Because of ABB's modular and flexible optimization service delivery approach, U.S. Corrugated chose ABB's Service- Port to provide secure, on-demand diagnostic and troubleshooting support remotely.
Using a beta version of ServicePort, ABB specialists were able to effectively monitor and troubleshoot as needed by connecting remotely, resulting in considerable savings in time and money.
Additionally, ABB has helped the Cowpens mill increase product quality, reducing the product variability substantially (the average paper basis weight 2-Sigma is below 0.5 and the average paper moisture level 2-Sigma is below 2). By keeping quality high, customer complaints have been all but eliminated while production has increased, giving the Cowpens mill the financial benefits sought by U.S. Corrugated.
As is the case with many successful products, other applications and opportunities for ServicePort come up constantly. For instance, every control system ABB has sold has a PC with system configuration tools on it. For a small additional cost, the system configuration tools could be delivered in ServicePort, thus providing important installation and commissioning tools for startup in the same device that can later be used to deliver remote system and process optimization once the plant is in normal operation.
Other applications are currently part of the design. The ServicePort is sometimes referred to as the "cable box" due to its similarities to cable TV hardware: One data stream enters the device and is split into multiple "channels." ABB is creating new channels of content, including:
- System configuration
- Preventive and corrective maintenance
- Service scheduling
- Work order tracking
- Spare parts management and ordering
- System optimization
- Process optimization
- Condition monitoring
- Event notification
- Support services
A package of initial content is being decided upon for formal launch (beta versions are in operation at various customer sites; formal launch is awaiting patent approvals).
Remote service benefits customers and ABB
For customers, the main advantage of ServicePort is the provision of easy and fast system and process optimization from ABB experts at any time, from anywhere in the world.
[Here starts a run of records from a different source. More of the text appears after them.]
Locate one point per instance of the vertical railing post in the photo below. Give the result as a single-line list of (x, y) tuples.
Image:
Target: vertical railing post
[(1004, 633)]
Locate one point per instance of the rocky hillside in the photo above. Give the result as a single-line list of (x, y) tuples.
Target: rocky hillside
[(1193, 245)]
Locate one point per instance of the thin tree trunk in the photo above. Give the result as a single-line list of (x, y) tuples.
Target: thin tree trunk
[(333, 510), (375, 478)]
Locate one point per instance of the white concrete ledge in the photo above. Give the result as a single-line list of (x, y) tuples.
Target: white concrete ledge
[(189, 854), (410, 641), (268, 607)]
For ABB, ServicePort helps meet the growing customer demand for such services.
Culturally, ServicePort changes the service interaction between customers and ABB. ServicePort acts as a "cable TV box," presenting easy access to a wide variety of services that customers may never have used before, making it easy for them to evaluate and acquire the services. Its ability to collect and evaluate system and process data from competitive systems increases the customers' range of service options as well as ABB's attractiveness as a service provider. This level and range of service availability and access maximizes ABB process automation life cycles, which is good for the long-term success of customers and ABB alike.